Crossing an Ashdod street, early yesterday, was a sodier holding a different kind of weapon.
I came here to meet him. Israeli newspapers only carry patriotic stories these days, even on the culture pages. I've made several sacrifices, choosing not to write in a way that goes against my conscience. It ended up so that soon I'll be starving.
I finally agreed to go south and write about military entertainment troups who perform for kids in the bomb shelters, not fully happy about it. Then, following the guitar yielding sodier into the shelter, I bumped into Amir.
We were both stunned. Amir is a friend of Flashky and one of Israel's most talented young concert musicians (he appears in a photo on this blog, two posts ago, playing the double bass with Merhav Yeshoron). Currently doing his regular service, Amir and his talent were conscripted to bring some joy into this region. I decided to join him for the day. He was headed for the bus. I boarded too. There was combat gear on the vacant seats.
On other seats sat Israel's youngest and brightest musicians. The military accepted them as "excelling musicians" sending them to perform classical music to soldiers in times of peace. Now, at wartime, they must switch repertory in order to please a much younger audience. Amir swapped the bass and the Baroque recorder, his usual instruments, for a "darbouka" Arab drum. Him and his troup mates: Inon the guitar player and Gilli the flutist spent the ride trying to figure out what songs Ashdod's kids would like.
We soon arrived at a shelter in Ashdod's working class "Gimmel" neighborhood.
The kids liked theme songs from television programs, they liked Mizrachi songs, they loved playing along,
but most of all, they completely adored the performers.

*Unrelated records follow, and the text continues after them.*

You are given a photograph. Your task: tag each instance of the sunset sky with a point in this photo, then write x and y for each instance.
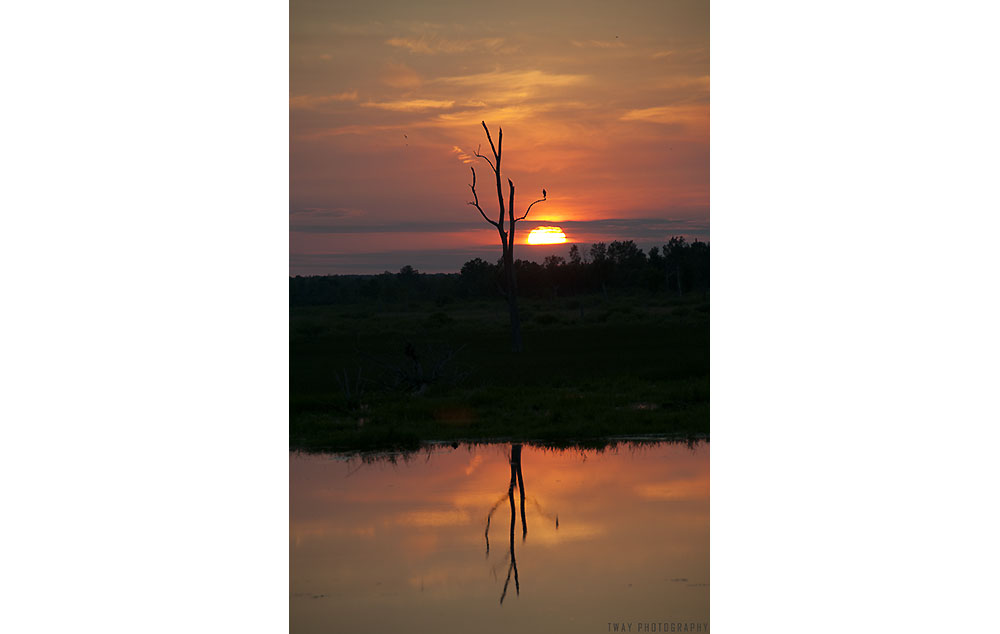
(604, 105)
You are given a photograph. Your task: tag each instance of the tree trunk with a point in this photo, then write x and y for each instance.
(515, 319)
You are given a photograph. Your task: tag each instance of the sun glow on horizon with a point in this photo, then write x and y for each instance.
(546, 235)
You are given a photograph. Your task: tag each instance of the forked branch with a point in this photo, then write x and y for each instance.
(476, 202)
(540, 200)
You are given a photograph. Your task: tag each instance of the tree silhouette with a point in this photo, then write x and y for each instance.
(506, 231)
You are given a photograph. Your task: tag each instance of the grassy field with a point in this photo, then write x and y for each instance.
(366, 377)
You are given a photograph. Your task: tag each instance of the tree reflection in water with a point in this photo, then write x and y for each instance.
(515, 477)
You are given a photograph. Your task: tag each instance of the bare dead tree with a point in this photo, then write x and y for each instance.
(506, 230)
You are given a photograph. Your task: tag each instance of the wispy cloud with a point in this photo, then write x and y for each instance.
(400, 76)
(521, 78)
(463, 156)
(312, 102)
(599, 44)
(667, 114)
(431, 45)
(412, 105)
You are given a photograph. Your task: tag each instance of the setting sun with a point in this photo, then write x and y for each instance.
(546, 235)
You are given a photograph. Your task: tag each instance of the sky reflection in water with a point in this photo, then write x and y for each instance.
(402, 547)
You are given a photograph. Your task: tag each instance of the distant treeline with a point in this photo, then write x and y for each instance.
(678, 267)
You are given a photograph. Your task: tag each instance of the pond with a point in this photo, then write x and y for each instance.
(501, 538)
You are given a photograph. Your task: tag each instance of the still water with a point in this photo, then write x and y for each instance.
(500, 538)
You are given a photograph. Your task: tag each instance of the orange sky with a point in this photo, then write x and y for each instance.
(604, 105)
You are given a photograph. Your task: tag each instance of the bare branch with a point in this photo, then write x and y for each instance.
(486, 158)
(476, 203)
(540, 200)
(510, 204)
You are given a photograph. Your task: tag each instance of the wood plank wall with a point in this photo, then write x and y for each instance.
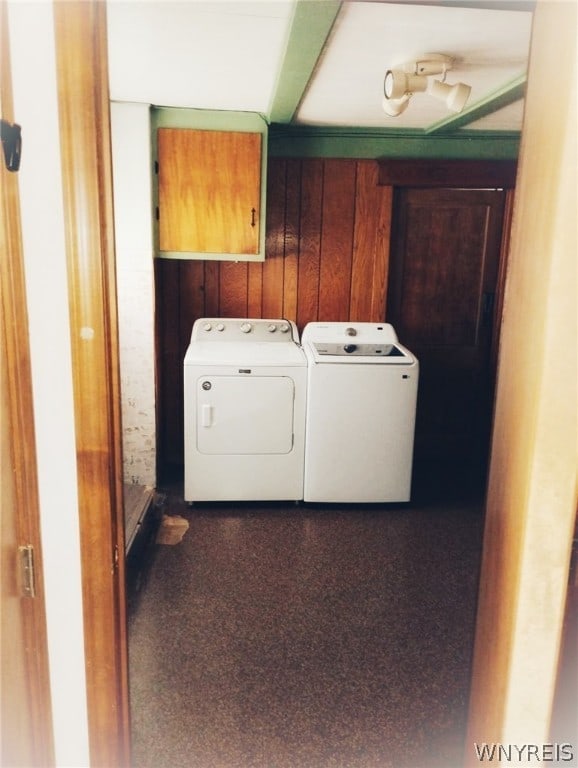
(327, 257)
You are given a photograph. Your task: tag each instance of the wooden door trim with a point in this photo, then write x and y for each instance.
(82, 78)
(16, 354)
(470, 174)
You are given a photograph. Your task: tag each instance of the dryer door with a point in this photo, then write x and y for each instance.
(245, 414)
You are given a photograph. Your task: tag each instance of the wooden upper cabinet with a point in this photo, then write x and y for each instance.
(209, 192)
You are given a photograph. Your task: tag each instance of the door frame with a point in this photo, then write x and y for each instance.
(80, 31)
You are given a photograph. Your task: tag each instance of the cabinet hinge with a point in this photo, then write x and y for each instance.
(27, 576)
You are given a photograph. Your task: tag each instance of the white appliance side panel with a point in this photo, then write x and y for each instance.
(245, 415)
(360, 432)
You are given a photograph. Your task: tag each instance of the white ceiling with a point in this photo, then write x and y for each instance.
(233, 55)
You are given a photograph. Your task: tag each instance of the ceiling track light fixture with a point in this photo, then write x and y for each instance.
(401, 83)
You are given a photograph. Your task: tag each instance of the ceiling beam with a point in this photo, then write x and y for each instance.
(309, 29)
(508, 94)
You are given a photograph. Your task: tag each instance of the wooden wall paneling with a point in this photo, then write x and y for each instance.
(292, 228)
(337, 239)
(211, 288)
(255, 289)
(370, 255)
(169, 420)
(191, 304)
(233, 282)
(383, 246)
(272, 301)
(310, 217)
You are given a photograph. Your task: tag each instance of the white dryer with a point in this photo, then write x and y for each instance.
(244, 410)
(361, 404)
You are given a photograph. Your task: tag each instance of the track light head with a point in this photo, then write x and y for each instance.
(401, 83)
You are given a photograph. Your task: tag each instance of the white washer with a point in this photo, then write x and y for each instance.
(244, 408)
(361, 403)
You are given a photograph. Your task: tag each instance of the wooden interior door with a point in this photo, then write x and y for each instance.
(444, 271)
(25, 703)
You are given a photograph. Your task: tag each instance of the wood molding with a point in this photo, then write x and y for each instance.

The irony is obvious, a qassam shot away, young people wearing the same uniforms are actually killing children. This is painful to percieve, yet is hardly the fault of the "excelling musicians", who chose to spend their military service making music rather than war, nor certainly of the kids who are living now for weeks in a scary, difficult situation, without school or much of a sense of normality. I decided to give a hand myself and taught them how to sing Arik Einstein's "My Mommy". Call it unjournalistic behaviour.
Back on the bus, we were joined by members of the IDF's theatre troup. Their improv show, designed for soldiers, had to be adjusted to fit seven year olds. It worked! they were all high on the experience, playing around with the combat gear and being goofy with the musical instruments.
I, too was still inspired.
The landscape around us was spelendidly peaceful (we were instructed that if an alarm sounds we must leave the bus, go as far away from it as possible and lie with our stomachs to the ground and our hands over the backs of our heads).
Finally we arrived in Sderot, a mere 5 kilometers from the fence surrounding the Gaza strip. While Sderot isn't exactly a ghost town, most of the people around were memebers of the media. the street leading up from the main shopping center is a forest of television cameras. I haven't been to Sderot in a year or so. It has changed in another way: the bus stops have been fortified with concrete and can serve as shelters at an emergancy.
The musicians were brought into the bomb shelter of an apartment building in a socio-economically weak neighborhood. Many of the residents here are of Ethiopian origin and at least one family is actually Arab - of Bedouin stock. What the Ashdod kids have been experiencing for a week, the kids here have grown up with. Add to this the usual problems kids face in slums, and you have a nice coctail.
Their parents received the soldiers as gods, instantly showering them with requests for militant songs these pacifist Tel-Avivians have never heard of. Actually performing was futile, this became, instead, a party.
Again, it was difficult to decide who's cuter, the kids or the musicians. I have my nominee for cutest of the day, and perhaps cutest of the war. I found him at a far back room of the shelter, building a winged car out of Legos. There were only so many Lego pieces there and only so much light and the room smelled moldy and a war was going on, but he was focused on creating, oblivious to it all for one sweet, brief moment, like we all were.